The way Villanueva sees it, the more the workforce understands where data comes from and how to use it, the more efficient employees will be in providing answers and applying the available data in context.
AMCOM’s Data and Analytics Strategy was recently signed by the commanding general and it outlines elements that will create an enduring and outcome-driven strategy.
“I hope we all begin to place more emphasis on our data quality,” said Maj. Gen. Todd Royar, AMCOM commander. “Just a few individuals unintentionally entering incorrect data may result in some really poor decisions and none of us want that.”
The first step in creating a data-fluent organization is an assessment of the skillsets applicable to the work completed in AMCOM.
“Not everybody can become a data scientist,” Villanueva said “There are different levels of needs and requirements.” He said AMCOM will look at how many data scientists are needed versus how many people only need to understand data and become data fluent.
The assessment may involve a third party to ensure there’s no bias in the decisions being made and to make sure AMCOM’s Data and Analytics Center is not focusing on one area but that policies apply to the entire organization.
Once a baseline is established, the goal is to develop a program applicable to all, regardless of whether employees are logistics specialists, contractors or in any other category.
Villanueva said the training won’t be about teaching things like Excel or Power BI, which Microsoft explains is “a collection of software services, apps, and connectors that work together to turn your unrelated sources of data into coherent, visually immersive, and interactive insights.”
“The initial phases are going to be very basic – introductory, if you will,” he said. “We have to identify people that need to be data fluent versus people that need to be data smart versus the people that need to be data experts.”
AMCOM’s chief data steward said people are sometimes hesitant to embrace technology that is new to them, but they shouldn’t be in this case.

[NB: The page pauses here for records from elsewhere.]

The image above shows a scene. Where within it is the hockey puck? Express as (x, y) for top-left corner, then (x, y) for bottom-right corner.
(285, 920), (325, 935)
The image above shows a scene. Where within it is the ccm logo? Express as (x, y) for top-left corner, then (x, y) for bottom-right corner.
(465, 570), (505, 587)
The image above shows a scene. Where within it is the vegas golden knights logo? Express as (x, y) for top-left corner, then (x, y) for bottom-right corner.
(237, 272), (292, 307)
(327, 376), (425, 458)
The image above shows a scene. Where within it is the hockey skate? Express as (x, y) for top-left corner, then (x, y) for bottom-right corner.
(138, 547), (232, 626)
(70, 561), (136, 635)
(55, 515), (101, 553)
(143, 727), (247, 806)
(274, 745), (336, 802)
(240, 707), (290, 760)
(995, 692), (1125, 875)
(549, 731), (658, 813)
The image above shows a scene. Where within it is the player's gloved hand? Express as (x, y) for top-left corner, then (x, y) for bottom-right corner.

“It’s completely opposite,” Villanueva said. “Data fluency is not technical in nature – it’s a skill. Some people see data as a language, so you’re trying to learn a new language. So how do I apply and answer questions with this new language that I have, which is data? Don’t look at that as a tool or technology or a computer; look at it as a new way to speak.”
Within the next 12 to 18 months, Villanueva said there should be training in place to assist AMCOM employees as they strive for data literacy. Conversations are underway with AMCOM G-1 to establish a training program.
“The whole point of data fluency is that we will be more efficient when we speak about data and how we use data,” he said. “It will be an enduring effort and it will be maturing along the way and [we will] continue to [assess] what intermediate and advanced training will look like.”
“The good and bad thing about technology is that every day somebody finds a better way to do things, so it’s ever-evolving,” he said. “The technologies are going to mature and are going to evolve, but the principles of data literacy will not change.”